Each mannequin in brass, incombustible coats:
I am walking between their blank faces,
their bullets traveling at the speed of sound. One soldier
who roasted a pig on his porch barbecuing until sinews were tender
tells me he waited above the Euphrates and if they tried to pass
even after we told them not to, they deserved it: pop (deserve it); pop
(deserve it). Euphrates, your dark tunnel out is rippling around us.
In the war, a child approaches a tank as one soldier counts the child’s
steps. In the town, I drink a bottle of wine with that soldier
among barber shops, boot repair shops. Is she my friend? I weep to her. I’ve lost
who I thought I loved and she says I did
this thing and to whom was that child beloved?

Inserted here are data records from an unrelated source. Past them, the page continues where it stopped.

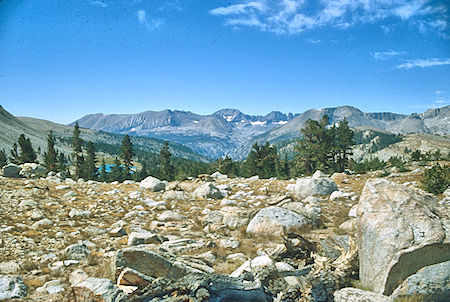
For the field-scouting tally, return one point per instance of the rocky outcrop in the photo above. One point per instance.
(431, 283)
(207, 190)
(11, 170)
(12, 287)
(275, 221)
(95, 289)
(399, 232)
(153, 184)
(32, 170)
(358, 295)
(305, 187)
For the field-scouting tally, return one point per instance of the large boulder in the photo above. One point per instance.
(12, 287)
(96, 289)
(275, 221)
(153, 184)
(32, 170)
(358, 295)
(207, 190)
(154, 264)
(432, 283)
(11, 170)
(400, 231)
(305, 187)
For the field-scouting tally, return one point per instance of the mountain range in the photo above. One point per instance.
(231, 132)
(37, 130)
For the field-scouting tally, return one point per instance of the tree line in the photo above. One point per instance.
(322, 146)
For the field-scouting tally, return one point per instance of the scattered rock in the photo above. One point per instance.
(11, 170)
(138, 238)
(174, 195)
(275, 221)
(76, 213)
(170, 216)
(207, 190)
(430, 283)
(358, 295)
(77, 251)
(399, 232)
(153, 184)
(12, 287)
(305, 187)
(96, 289)
(42, 224)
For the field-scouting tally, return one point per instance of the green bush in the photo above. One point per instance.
(437, 179)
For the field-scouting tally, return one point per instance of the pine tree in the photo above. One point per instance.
(343, 142)
(126, 154)
(103, 173)
(90, 171)
(261, 161)
(27, 154)
(167, 171)
(143, 172)
(62, 165)
(50, 157)
(14, 155)
(77, 143)
(117, 171)
(2, 158)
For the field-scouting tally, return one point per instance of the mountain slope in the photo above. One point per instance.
(37, 130)
(211, 135)
(436, 121)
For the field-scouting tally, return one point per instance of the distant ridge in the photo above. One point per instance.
(229, 131)
(37, 130)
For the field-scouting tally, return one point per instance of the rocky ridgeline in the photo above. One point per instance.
(220, 239)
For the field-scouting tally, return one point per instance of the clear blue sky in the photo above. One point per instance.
(60, 60)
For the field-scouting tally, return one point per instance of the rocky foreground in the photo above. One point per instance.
(341, 238)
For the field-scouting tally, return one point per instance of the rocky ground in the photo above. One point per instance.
(220, 239)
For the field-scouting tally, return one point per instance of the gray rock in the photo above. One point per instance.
(42, 224)
(305, 187)
(138, 238)
(27, 203)
(96, 289)
(77, 213)
(12, 287)
(32, 170)
(174, 195)
(51, 287)
(77, 276)
(207, 190)
(274, 221)
(431, 283)
(150, 263)
(350, 294)
(77, 251)
(170, 216)
(11, 170)
(9, 267)
(153, 184)
(399, 232)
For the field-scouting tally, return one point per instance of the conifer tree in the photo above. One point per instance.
(126, 154)
(167, 171)
(62, 165)
(27, 154)
(2, 158)
(14, 155)
(77, 143)
(50, 156)
(103, 173)
(117, 171)
(90, 170)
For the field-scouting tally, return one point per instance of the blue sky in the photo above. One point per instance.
(60, 60)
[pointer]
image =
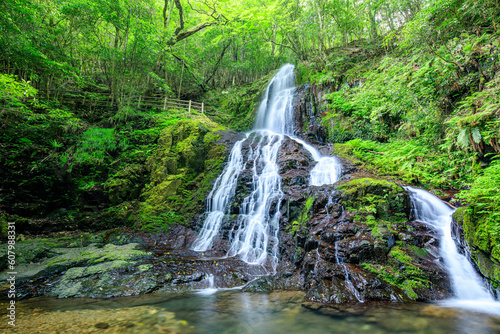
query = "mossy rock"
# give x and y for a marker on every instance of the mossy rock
(484, 249)
(186, 161)
(380, 198)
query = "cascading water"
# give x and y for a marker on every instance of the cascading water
(255, 238)
(219, 198)
(469, 290)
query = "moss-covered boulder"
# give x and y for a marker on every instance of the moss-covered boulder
(483, 242)
(188, 157)
(376, 197)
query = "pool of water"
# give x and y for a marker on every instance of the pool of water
(234, 311)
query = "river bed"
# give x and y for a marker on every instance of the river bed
(233, 311)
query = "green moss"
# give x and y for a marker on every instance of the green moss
(187, 159)
(375, 197)
(400, 271)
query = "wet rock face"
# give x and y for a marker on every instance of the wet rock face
(356, 244)
(307, 115)
(152, 262)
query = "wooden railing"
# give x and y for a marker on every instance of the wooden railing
(166, 103)
(159, 102)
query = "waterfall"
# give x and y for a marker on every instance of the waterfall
(468, 287)
(211, 289)
(254, 238)
(219, 198)
(326, 171)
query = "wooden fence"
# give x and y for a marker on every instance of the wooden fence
(158, 102)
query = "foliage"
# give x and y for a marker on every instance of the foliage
(400, 271)
(414, 162)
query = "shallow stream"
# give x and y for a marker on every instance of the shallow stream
(234, 311)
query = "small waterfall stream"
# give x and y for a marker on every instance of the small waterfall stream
(255, 238)
(469, 289)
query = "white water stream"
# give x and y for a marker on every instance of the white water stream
(469, 289)
(255, 238)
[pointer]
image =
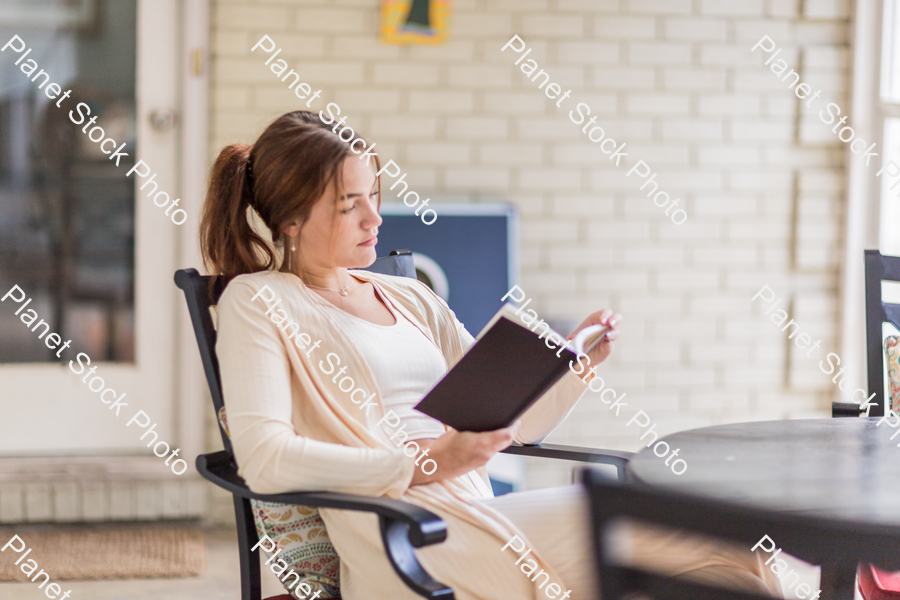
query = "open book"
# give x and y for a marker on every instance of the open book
(506, 371)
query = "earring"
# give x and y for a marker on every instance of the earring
(293, 248)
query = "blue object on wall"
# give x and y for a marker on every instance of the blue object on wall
(475, 245)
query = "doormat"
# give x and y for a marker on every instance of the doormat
(119, 552)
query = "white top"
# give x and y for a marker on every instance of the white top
(405, 363)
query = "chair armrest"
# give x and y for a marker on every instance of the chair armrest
(617, 458)
(845, 409)
(404, 526)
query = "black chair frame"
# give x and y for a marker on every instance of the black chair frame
(837, 545)
(878, 268)
(404, 526)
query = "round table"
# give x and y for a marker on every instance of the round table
(840, 468)
(843, 468)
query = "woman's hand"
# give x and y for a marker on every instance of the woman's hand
(602, 317)
(458, 452)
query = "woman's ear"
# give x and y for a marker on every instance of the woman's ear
(292, 228)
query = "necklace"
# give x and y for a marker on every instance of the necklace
(343, 291)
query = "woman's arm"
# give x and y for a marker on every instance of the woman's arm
(256, 382)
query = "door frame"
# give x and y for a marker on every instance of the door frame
(28, 494)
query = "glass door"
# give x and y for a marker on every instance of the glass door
(86, 259)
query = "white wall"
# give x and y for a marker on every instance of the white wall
(762, 179)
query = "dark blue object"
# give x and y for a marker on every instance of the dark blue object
(474, 245)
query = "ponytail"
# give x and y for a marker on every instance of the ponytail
(229, 245)
(295, 160)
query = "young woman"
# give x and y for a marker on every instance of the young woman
(294, 426)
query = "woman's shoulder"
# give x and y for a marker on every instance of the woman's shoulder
(408, 287)
(262, 284)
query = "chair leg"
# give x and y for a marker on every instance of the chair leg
(838, 581)
(251, 585)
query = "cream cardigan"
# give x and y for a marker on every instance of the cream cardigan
(293, 429)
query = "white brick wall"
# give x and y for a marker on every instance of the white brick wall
(761, 178)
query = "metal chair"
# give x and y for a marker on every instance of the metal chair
(404, 526)
(878, 268)
(817, 540)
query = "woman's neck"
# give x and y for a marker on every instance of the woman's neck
(336, 278)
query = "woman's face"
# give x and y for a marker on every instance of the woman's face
(342, 227)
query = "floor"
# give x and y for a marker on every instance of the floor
(220, 582)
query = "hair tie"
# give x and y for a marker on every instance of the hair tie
(249, 171)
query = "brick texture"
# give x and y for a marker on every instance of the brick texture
(760, 177)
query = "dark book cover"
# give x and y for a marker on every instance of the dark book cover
(506, 371)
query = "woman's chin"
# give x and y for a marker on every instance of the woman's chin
(365, 256)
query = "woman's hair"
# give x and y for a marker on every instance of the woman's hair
(280, 177)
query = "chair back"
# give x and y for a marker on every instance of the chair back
(879, 268)
(200, 297)
(836, 545)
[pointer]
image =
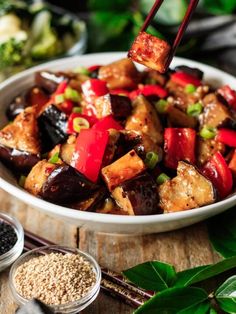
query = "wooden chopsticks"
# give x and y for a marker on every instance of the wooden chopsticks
(112, 283)
(191, 7)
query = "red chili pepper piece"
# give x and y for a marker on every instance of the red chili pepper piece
(94, 88)
(89, 151)
(229, 94)
(217, 170)
(179, 144)
(184, 79)
(227, 137)
(70, 123)
(107, 123)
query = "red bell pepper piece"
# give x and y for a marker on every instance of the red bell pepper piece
(184, 79)
(217, 170)
(179, 144)
(94, 88)
(149, 90)
(107, 123)
(229, 94)
(227, 137)
(89, 150)
(70, 123)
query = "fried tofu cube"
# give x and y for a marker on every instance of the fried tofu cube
(125, 168)
(150, 51)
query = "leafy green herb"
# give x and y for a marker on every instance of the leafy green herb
(174, 300)
(226, 295)
(154, 275)
(223, 239)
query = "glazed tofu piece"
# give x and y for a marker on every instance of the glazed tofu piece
(22, 134)
(137, 196)
(124, 168)
(119, 106)
(144, 119)
(206, 148)
(38, 176)
(150, 51)
(120, 74)
(189, 189)
(215, 113)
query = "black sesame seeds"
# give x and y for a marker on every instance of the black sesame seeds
(8, 237)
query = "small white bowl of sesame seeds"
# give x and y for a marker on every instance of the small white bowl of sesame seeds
(66, 279)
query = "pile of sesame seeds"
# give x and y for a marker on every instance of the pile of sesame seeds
(55, 278)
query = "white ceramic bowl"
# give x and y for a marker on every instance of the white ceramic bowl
(107, 222)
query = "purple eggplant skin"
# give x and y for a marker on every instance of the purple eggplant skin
(191, 71)
(49, 81)
(52, 127)
(17, 160)
(65, 185)
(139, 194)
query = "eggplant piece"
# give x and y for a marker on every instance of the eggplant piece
(215, 113)
(120, 74)
(22, 134)
(188, 190)
(49, 80)
(125, 168)
(20, 161)
(150, 51)
(65, 185)
(191, 71)
(119, 106)
(138, 196)
(144, 119)
(52, 126)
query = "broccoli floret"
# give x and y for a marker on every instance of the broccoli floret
(11, 52)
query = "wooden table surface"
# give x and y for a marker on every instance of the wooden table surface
(183, 248)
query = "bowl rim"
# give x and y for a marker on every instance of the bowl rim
(102, 217)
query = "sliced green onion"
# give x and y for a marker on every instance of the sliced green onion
(82, 70)
(80, 123)
(77, 109)
(208, 132)
(190, 88)
(162, 178)
(151, 160)
(54, 159)
(161, 106)
(72, 94)
(21, 181)
(59, 99)
(194, 110)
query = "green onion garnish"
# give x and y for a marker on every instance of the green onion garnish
(151, 160)
(79, 124)
(161, 106)
(54, 159)
(208, 132)
(162, 178)
(190, 88)
(194, 110)
(77, 109)
(72, 94)
(59, 99)
(21, 181)
(82, 70)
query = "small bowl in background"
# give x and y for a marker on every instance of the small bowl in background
(9, 257)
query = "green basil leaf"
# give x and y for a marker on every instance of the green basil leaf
(170, 13)
(173, 301)
(156, 276)
(189, 277)
(222, 233)
(226, 295)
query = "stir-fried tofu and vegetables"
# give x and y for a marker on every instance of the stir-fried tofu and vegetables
(113, 139)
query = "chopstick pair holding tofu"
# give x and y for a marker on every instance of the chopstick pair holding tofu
(153, 52)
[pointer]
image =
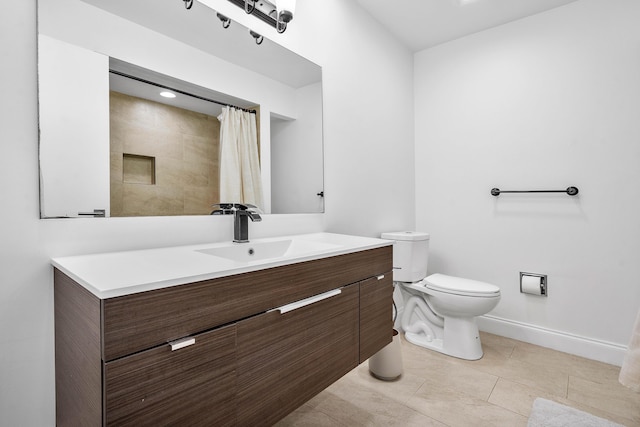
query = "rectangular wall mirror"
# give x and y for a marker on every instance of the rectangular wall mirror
(110, 145)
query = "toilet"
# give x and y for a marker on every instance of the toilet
(438, 311)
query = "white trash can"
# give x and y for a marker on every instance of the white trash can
(386, 364)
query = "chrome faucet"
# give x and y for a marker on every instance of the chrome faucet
(241, 223)
(241, 215)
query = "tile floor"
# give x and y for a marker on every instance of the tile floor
(497, 390)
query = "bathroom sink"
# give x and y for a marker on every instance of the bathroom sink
(266, 250)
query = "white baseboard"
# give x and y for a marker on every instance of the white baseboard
(568, 343)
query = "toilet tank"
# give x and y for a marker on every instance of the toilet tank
(410, 255)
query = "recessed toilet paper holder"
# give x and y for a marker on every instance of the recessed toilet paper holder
(533, 284)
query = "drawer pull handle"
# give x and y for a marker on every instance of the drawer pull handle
(308, 301)
(182, 343)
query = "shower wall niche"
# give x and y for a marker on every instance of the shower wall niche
(164, 159)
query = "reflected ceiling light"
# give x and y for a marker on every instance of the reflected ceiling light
(225, 21)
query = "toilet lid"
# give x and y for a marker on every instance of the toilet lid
(460, 286)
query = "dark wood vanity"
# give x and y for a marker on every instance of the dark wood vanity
(220, 351)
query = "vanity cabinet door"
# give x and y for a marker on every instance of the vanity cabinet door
(376, 314)
(193, 385)
(284, 359)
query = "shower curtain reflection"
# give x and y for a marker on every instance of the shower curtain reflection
(240, 180)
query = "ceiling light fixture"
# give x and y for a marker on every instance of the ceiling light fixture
(225, 21)
(256, 36)
(277, 13)
(285, 9)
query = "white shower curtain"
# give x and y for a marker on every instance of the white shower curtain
(240, 180)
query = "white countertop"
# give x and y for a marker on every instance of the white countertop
(114, 274)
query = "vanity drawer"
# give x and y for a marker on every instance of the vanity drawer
(284, 359)
(193, 385)
(136, 322)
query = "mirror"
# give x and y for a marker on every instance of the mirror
(100, 152)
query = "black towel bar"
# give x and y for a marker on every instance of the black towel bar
(572, 191)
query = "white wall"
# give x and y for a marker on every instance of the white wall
(368, 163)
(295, 183)
(541, 103)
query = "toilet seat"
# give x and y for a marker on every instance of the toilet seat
(459, 286)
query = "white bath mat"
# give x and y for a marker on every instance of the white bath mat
(546, 413)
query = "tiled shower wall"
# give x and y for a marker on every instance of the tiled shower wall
(173, 159)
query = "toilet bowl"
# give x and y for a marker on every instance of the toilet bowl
(437, 312)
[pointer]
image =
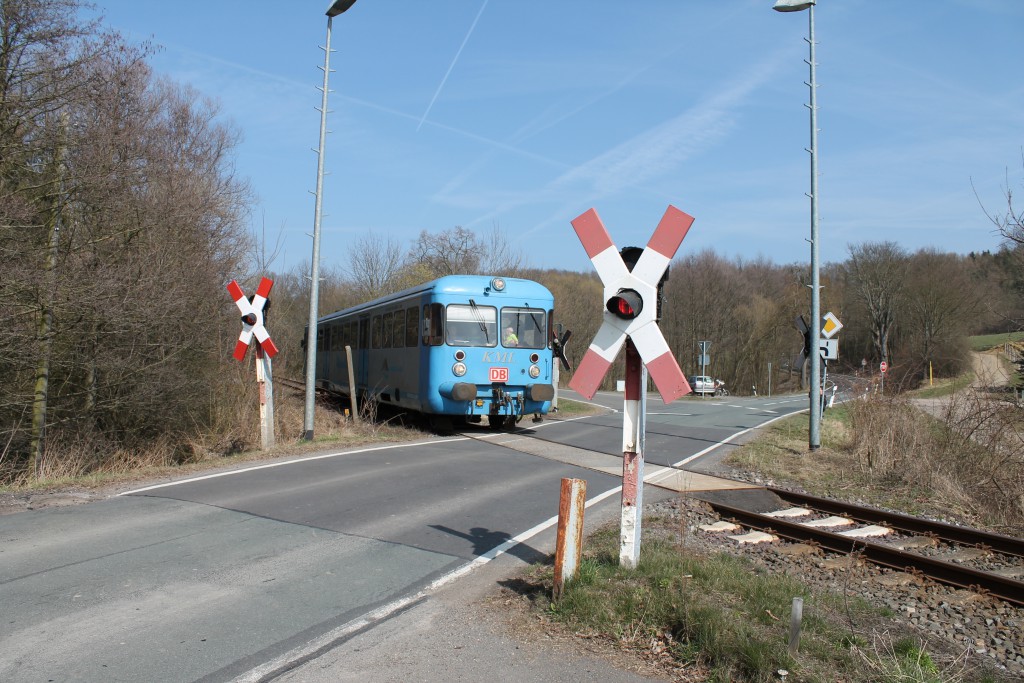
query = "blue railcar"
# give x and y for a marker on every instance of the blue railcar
(458, 347)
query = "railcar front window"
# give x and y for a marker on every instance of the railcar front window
(524, 328)
(471, 326)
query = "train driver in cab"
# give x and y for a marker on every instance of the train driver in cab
(510, 338)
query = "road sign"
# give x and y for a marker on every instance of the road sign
(631, 296)
(252, 318)
(829, 325)
(631, 304)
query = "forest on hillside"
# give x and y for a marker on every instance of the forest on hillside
(122, 219)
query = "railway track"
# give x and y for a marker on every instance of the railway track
(987, 563)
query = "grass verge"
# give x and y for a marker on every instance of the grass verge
(985, 342)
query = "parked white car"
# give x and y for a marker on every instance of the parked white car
(704, 385)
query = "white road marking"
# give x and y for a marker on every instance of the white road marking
(368, 620)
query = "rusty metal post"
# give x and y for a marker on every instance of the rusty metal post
(632, 505)
(568, 545)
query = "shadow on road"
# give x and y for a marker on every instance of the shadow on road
(484, 541)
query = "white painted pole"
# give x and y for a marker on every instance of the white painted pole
(351, 384)
(796, 619)
(568, 544)
(264, 378)
(632, 501)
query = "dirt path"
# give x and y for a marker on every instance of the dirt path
(990, 371)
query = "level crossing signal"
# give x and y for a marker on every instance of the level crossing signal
(253, 317)
(632, 282)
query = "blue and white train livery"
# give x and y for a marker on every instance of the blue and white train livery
(458, 347)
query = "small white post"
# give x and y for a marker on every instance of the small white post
(568, 544)
(351, 384)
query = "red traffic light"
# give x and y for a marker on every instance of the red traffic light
(627, 304)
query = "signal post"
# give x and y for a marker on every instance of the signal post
(633, 280)
(253, 316)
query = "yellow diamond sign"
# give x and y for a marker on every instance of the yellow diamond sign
(829, 325)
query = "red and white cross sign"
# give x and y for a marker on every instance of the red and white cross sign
(643, 329)
(252, 318)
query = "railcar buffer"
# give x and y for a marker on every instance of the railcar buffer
(252, 317)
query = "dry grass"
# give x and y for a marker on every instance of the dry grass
(89, 460)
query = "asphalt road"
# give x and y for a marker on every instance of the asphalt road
(230, 575)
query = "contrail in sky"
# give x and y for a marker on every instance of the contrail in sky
(452, 66)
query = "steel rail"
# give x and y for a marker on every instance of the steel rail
(951, 532)
(1004, 588)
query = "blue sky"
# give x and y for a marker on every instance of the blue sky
(523, 114)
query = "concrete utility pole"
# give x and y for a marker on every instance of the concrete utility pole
(814, 441)
(333, 10)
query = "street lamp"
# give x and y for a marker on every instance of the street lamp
(336, 7)
(815, 355)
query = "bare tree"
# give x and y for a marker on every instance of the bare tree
(374, 266)
(941, 303)
(449, 253)
(1010, 223)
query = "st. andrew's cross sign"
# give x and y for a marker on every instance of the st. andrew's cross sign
(622, 286)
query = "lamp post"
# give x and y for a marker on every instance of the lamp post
(814, 440)
(336, 7)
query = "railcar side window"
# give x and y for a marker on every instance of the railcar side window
(375, 332)
(399, 329)
(433, 325)
(336, 338)
(388, 330)
(412, 326)
(471, 326)
(524, 328)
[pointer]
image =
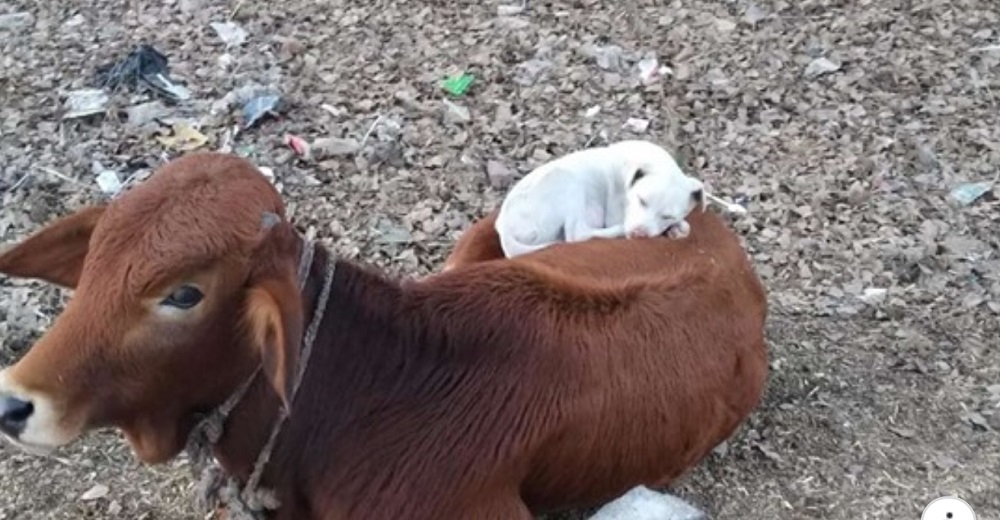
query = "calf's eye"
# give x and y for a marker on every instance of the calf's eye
(184, 297)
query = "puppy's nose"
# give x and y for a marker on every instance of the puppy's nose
(14, 414)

Find common ground, the soldiers say. Humanize
yourselves. Classify the norm of who you’re talking to, try
to echo it. Do this for your country, says one soldier; we
are sharks wearing suits of skin. Zip up.
This spring, in the chilly, barely blooming city
Solmaz says enough of this emptied word “empathy.”
Ask for more: for rage. For love. On the porch,
as the sun goes, the dark pools around us and one
soldier says it is nightfall. I am tired. I did not mean for it to go on
this long. That soldier across the table, we lock eyes.
He tells me: in the occupied land we are the arm, they
are the weapon. The weapon
in this case is a person. Choose a person
who knows who is bad. Make them
slice open the skin of their country: only they can
identify the enemy. Say yes or no: if a man squints while
under the date palm; if a woman does not swing her arms
while walking. Sir, my child was not with the enemy.
He was with me in this kitchen, making lebna at home.
The yogurt still is fresh on his wrist.